TERREMOTO POLÍTICO NA GUATEMALA


Assassínio de advogado gera crise política

Guatemala: Presidente Alvaro Colom diz que tem o coração “limpo”

13.05.2009 - 15h10 Fernando Sousa

As acusações que um advogado deixou num vídeo divulgado depois do seu assassínio desencadearam uma crise institucional na Guatemala. Nunca o país teve uma assim. O Presidente Alvaro Colom disse não ter tido nada a ver com a morte, mas a imprensa aponta o dedo ao chamado Estado Paralelo, que manda mais do que a lei.

Depois da nota divulgada, ainda a quente, pelo Governo, dizendo que ninguém a esse nível se prestara para a morte do jurista, terça-feira foi a vez do próprio chefe de Estado se demarcar do escândalo.

“Desqualificamos totalmente o vídeo.

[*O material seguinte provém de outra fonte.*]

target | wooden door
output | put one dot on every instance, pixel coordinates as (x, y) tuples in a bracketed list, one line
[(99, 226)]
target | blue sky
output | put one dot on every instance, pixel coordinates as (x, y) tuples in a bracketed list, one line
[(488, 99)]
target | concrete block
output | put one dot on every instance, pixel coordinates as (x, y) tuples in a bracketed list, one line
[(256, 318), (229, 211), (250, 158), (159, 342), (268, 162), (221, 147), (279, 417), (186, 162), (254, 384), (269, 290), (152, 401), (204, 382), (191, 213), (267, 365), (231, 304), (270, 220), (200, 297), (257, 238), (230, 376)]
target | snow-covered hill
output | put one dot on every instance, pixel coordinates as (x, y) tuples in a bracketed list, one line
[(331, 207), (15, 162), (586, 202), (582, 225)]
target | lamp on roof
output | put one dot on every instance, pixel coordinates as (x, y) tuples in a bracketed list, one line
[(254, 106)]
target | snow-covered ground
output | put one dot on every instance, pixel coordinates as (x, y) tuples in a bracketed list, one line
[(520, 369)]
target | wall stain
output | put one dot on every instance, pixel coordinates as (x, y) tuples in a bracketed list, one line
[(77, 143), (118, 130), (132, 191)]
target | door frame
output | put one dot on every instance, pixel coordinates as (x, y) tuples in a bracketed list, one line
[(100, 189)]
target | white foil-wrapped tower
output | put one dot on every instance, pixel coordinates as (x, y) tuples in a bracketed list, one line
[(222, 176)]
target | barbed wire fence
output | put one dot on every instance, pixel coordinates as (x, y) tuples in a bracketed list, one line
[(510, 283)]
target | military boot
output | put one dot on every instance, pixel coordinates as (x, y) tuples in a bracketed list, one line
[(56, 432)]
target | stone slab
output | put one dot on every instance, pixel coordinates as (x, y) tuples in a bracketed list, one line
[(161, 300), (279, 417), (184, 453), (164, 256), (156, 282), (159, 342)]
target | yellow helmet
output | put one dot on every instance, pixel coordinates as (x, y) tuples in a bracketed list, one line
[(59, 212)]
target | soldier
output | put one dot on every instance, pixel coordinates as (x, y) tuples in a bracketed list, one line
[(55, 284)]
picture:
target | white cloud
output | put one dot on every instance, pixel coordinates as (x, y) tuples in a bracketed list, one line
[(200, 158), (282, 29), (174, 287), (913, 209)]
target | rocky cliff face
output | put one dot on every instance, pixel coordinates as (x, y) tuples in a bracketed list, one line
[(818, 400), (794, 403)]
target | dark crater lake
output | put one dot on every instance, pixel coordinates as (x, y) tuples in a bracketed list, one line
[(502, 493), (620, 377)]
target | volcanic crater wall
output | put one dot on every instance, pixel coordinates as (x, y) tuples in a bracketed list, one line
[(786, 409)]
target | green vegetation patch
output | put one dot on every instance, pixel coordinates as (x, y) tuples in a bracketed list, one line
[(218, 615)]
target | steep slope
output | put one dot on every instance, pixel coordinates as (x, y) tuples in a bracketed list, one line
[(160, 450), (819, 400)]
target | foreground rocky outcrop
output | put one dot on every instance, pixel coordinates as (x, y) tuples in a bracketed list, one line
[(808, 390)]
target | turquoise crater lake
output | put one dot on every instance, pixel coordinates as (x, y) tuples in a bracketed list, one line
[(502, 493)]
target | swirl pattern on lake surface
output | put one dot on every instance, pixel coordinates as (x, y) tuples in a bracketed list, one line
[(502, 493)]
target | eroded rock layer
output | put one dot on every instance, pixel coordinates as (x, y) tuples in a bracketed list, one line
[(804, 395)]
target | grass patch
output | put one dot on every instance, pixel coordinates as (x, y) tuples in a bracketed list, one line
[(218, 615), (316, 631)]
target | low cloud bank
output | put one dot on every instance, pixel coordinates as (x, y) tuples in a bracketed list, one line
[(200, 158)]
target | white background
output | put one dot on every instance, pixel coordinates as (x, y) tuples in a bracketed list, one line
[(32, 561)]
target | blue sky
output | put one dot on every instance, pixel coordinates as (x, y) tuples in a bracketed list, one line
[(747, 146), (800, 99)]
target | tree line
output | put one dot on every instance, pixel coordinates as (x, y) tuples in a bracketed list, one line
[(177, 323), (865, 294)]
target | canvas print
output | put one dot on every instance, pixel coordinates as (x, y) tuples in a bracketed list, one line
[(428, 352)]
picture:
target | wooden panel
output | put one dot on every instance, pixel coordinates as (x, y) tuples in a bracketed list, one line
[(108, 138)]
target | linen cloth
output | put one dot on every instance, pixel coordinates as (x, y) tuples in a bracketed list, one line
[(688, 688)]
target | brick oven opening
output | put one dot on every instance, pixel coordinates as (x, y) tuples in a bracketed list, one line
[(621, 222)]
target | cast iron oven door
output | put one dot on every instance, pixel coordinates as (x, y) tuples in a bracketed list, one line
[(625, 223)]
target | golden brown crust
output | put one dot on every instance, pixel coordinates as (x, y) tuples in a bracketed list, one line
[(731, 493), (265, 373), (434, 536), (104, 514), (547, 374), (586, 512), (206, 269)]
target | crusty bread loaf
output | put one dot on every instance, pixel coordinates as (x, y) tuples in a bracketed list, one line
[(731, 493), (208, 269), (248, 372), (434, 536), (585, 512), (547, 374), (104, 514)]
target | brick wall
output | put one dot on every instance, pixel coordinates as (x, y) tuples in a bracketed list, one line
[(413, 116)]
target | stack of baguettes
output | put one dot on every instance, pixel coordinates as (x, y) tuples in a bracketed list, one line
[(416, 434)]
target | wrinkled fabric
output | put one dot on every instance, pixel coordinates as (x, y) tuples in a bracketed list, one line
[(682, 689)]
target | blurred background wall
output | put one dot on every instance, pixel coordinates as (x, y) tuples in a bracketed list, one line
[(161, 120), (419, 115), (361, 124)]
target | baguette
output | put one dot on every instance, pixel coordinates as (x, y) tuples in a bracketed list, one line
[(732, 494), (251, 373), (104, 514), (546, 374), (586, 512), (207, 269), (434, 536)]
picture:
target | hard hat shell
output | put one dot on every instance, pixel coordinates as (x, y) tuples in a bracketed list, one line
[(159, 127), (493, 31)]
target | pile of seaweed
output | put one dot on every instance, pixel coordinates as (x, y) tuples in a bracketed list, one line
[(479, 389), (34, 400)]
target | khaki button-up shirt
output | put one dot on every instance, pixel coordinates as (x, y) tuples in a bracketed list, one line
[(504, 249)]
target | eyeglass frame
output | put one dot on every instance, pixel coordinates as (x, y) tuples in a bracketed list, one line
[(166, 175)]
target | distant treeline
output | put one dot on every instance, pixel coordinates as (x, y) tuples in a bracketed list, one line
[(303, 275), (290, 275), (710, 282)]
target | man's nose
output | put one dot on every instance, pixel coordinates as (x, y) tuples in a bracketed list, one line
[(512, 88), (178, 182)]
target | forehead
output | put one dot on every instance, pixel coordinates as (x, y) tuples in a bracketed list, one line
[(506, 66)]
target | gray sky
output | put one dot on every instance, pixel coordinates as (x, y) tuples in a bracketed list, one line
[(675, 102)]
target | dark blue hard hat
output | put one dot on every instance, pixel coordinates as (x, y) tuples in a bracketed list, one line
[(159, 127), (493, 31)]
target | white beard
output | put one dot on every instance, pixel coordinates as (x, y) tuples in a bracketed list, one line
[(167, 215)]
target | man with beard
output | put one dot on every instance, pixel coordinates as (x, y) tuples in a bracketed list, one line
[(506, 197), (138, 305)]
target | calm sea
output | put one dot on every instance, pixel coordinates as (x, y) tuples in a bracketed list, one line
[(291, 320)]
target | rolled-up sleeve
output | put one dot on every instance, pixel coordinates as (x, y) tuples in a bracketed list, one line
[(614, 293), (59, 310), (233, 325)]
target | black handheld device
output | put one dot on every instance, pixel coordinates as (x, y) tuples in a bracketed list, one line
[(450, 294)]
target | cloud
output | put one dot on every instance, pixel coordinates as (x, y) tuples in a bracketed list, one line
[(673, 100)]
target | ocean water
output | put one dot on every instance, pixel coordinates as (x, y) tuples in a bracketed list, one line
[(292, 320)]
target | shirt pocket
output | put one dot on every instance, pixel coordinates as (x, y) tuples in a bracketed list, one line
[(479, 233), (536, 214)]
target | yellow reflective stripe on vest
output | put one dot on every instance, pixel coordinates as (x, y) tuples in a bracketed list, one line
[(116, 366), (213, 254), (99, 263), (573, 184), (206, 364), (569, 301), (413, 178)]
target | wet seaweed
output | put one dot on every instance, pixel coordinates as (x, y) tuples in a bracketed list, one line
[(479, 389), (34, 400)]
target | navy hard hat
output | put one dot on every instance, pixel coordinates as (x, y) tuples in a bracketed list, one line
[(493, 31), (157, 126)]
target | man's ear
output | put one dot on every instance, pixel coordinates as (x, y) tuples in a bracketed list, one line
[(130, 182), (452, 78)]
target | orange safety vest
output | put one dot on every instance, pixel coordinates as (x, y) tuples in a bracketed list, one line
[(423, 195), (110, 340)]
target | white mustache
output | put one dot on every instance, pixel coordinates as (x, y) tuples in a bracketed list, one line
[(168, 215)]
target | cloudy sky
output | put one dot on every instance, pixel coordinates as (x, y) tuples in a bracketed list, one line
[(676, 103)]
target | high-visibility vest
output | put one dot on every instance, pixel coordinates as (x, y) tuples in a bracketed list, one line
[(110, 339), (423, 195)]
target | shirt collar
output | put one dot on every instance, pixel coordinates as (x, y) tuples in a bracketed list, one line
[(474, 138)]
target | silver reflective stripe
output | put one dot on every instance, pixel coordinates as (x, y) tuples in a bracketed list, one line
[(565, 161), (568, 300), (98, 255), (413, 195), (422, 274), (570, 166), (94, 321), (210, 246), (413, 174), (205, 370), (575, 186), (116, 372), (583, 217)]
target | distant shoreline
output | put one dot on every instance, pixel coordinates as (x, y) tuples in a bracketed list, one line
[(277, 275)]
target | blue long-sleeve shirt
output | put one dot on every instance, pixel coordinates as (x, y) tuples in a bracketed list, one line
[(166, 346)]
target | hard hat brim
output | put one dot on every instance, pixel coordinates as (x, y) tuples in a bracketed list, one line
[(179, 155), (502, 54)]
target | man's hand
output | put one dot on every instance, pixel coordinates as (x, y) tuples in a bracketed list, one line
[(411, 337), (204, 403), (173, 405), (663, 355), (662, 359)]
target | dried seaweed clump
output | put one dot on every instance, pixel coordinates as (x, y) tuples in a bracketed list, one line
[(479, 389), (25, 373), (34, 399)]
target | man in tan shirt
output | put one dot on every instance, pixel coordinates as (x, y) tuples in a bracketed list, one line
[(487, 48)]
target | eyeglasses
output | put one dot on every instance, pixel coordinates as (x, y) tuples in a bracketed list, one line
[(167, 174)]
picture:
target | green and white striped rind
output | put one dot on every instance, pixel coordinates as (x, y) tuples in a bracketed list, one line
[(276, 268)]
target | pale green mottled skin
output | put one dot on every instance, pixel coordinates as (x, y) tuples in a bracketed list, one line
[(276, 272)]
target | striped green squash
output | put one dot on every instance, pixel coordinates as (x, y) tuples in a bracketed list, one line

Graças a Deus tenho o meu coração limpo”, disse Colom, afirmando enfaticamente que não chefia um Executivo de "matadores" e “assassinos” e que disso tem dado mais do que provas.

Rodrigo Rosenberg Marzano foi morto no domingo. Era advogado, tinha 47 anos e andava a investigar a morte de dois constituintes que tinham descoberto mais do que deviam. Circulava de bicicleta, perto de casa, quando dois carros a grande velocidade passaram por ele e, de dentro de um, saíram sete tiros. Teve morte imediata.

Quatro dias antes fizera gravar um vídeo com as conclusões a que tinha chegado nas suas buscas. E foi esse registo que, transmitido pelos media – e depois repetido em vários portais internacionais, como o YouTube – desencadeou a polémica.

No mesmo dia em que Colom se demarcou do assassínio, afirmando, como o Governo já fizera, que pedira ajuda até ao FBI para as investigações sobre o homicídio, centenas de pessoas manifestaram-se em frente à sede da presidência, exigindo ao inquilino maior que renuncie ao cargo.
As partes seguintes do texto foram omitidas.